Siegburg synagogue 311 (photo credit: Yad Vashem)
Siegburg synagogue 311
(photo credit: Yad Vashem)
A group of Germans from Siegburg were guided this week around the Yad Vashem Holocaust memorial by a former resident of the city, Fred Gottlieb, who fled the city as a 10-year old boy in 1939.
The mission, which includes Andre Kuchheuser, the director of the Siegburg municipality’s department for culture, is in Israel as part of a broader city program entitled “Encounters with Israel,” comprising a series of events and lectures designed to foster understanding of the State of Israel in Siegburg.
“The purpose of the trip is to form a connection with Israel and with its citizens here, as well as to gain further insight into the events of the Holocaust,” Kuchheuser said. “We are also here to gain knowledge of the cultures and religions that are found here in Israel.”
As part of the week-long trip, which began on September 1, the group also visited what has become known as the Siegburg Torah, currently kept in the Ramat Eshkol synagogue in Haifa. The Torah scroll belonged to the synagogue in Siegburg and was saved from destruction by wine merchant Moritz Heymann who snuck into the synagogue on Kristallnacht as it was burning and smuggled it out of the city.
It was eventually brought to Haifa where one of Heymann’s sons settled after the war.

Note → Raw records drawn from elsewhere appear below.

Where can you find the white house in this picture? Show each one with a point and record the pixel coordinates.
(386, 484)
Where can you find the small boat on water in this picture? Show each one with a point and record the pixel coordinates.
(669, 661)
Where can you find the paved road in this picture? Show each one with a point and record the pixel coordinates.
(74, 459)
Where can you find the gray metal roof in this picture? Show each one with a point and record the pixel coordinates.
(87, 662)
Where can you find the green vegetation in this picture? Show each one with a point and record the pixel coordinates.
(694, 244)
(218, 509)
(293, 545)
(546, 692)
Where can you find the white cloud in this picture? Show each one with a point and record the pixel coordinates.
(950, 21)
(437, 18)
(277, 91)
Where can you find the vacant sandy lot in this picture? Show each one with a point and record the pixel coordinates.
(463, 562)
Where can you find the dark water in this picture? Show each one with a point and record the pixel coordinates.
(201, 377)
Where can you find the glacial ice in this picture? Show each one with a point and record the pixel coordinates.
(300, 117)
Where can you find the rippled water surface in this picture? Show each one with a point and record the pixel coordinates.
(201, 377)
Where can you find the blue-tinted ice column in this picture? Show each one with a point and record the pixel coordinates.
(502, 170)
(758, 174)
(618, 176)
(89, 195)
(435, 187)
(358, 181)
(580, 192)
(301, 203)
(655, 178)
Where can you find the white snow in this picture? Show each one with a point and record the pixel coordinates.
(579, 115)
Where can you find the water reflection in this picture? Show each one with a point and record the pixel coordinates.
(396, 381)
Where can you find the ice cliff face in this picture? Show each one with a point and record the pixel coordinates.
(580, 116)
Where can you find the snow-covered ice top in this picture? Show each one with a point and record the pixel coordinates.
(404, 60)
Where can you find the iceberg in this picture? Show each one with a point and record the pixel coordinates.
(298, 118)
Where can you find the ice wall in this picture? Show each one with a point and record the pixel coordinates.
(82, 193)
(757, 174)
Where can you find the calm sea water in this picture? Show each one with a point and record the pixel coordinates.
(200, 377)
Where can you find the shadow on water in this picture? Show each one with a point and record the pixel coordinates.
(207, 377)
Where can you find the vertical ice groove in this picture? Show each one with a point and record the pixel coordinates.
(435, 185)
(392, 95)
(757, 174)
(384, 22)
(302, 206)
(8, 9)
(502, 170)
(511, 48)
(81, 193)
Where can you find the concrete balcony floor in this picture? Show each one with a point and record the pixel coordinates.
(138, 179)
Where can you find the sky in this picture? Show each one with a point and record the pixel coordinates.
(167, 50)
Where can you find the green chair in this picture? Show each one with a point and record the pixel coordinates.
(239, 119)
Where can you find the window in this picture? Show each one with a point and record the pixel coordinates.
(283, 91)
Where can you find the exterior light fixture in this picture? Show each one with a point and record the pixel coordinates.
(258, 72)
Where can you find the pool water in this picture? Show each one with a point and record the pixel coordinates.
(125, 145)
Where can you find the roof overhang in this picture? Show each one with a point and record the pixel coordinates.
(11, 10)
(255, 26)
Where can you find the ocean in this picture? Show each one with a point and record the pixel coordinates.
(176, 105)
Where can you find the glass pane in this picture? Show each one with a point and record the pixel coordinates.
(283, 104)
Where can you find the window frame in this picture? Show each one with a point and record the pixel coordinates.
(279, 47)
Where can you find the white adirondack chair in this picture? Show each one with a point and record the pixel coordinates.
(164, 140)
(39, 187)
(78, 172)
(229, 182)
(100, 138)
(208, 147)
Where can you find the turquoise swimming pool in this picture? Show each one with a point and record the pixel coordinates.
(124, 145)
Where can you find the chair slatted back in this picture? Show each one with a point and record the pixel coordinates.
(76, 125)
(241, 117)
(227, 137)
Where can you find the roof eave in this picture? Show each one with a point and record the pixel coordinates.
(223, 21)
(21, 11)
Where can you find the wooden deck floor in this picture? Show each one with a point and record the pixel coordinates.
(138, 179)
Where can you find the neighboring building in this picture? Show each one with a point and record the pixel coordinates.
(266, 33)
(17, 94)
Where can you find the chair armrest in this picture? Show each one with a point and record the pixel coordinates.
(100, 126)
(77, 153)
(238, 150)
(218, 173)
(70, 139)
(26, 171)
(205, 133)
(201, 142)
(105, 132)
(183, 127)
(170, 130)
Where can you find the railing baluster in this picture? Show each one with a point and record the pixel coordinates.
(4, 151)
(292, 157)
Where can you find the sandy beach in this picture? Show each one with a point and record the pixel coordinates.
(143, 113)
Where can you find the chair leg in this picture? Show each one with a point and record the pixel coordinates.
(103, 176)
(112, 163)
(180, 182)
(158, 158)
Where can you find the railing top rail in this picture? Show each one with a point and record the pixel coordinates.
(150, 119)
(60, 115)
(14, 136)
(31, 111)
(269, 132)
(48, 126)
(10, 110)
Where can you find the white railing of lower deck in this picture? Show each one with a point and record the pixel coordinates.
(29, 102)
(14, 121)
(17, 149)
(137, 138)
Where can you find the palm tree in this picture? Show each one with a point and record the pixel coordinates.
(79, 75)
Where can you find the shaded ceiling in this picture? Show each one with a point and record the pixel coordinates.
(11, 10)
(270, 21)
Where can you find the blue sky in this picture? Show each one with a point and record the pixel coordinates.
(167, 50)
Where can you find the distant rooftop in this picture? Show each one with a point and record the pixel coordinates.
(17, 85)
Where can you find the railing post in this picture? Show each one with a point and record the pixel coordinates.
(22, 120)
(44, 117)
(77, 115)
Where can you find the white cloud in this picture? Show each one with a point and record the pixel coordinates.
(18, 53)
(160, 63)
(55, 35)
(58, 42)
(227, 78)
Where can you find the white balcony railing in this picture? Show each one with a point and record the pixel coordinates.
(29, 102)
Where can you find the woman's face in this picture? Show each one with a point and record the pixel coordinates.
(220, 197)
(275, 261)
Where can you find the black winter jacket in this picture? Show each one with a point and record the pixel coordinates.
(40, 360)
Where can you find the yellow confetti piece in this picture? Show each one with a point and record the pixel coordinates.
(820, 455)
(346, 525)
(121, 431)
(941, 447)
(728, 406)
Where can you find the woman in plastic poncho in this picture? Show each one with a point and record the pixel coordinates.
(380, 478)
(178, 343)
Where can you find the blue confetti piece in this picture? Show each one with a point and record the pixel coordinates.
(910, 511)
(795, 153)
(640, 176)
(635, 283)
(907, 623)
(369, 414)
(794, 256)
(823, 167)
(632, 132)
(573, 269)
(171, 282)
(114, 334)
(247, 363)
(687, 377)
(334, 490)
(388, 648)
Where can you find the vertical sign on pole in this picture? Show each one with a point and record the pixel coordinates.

Present at the synagogue was Uri Heymann, another of Moritz’s sons, along with Haifa resident and Science and Technology Minister Daniel Hershckowitz.
“Viewing this Torah, which came from my hometown was very moving and emotional,” said Christiane Wurm, one of the participants on the trip. “Seeing the scroll was especially meaningful for me because my grandfather rented shop-space and an apartment from Moritz Heymann so I feel a real connection with what happened to the synagogue, the Torah, and the Siegburg Jewish community.”
On the tour in Yad Vashem, Gottlieb recalled some of his experiences as a young boy in Siegburg.
“The effect that Nazi policies had on Jewish life in the city was clear even to a 10- year old,” he said. “I heard songs sang by Nazi supporters such as one that went ‘When Jewish blood splatters from the knife then all will be well.’ It was a priest, friendly with my father, who warned him two weeks before Kristallnacht to get himself and his family out of Germany and that’s what he did.
“My mother wouldn’t let us watch the synagogue burning,” Gottlieb recalled.
“She took us into her bedroom to protect us but I saw the windows being smashed and people being arrested.”
Gottlieb’s father, a family physician in Siegburg who fought for Germany in World War I and was awarded two Iron Crosses, fled to Cuba after Kristallnacht after which arrangements were made for Fred and his sister to enter the UK through the Kindertransport program in 1939.
There they were met by their mother, and the entire family was reunited in New York in March 1940.
According to Gottlieb, who published an account of his childhood in Siegburg between 1929 and 1938, in which he also researched the fate of the city’s Jewish community, there were approximately 300 Jews living there before the war, more than two-thirds of whom survived, many having, like his own family, fled the country before the Holocaust began in earnest.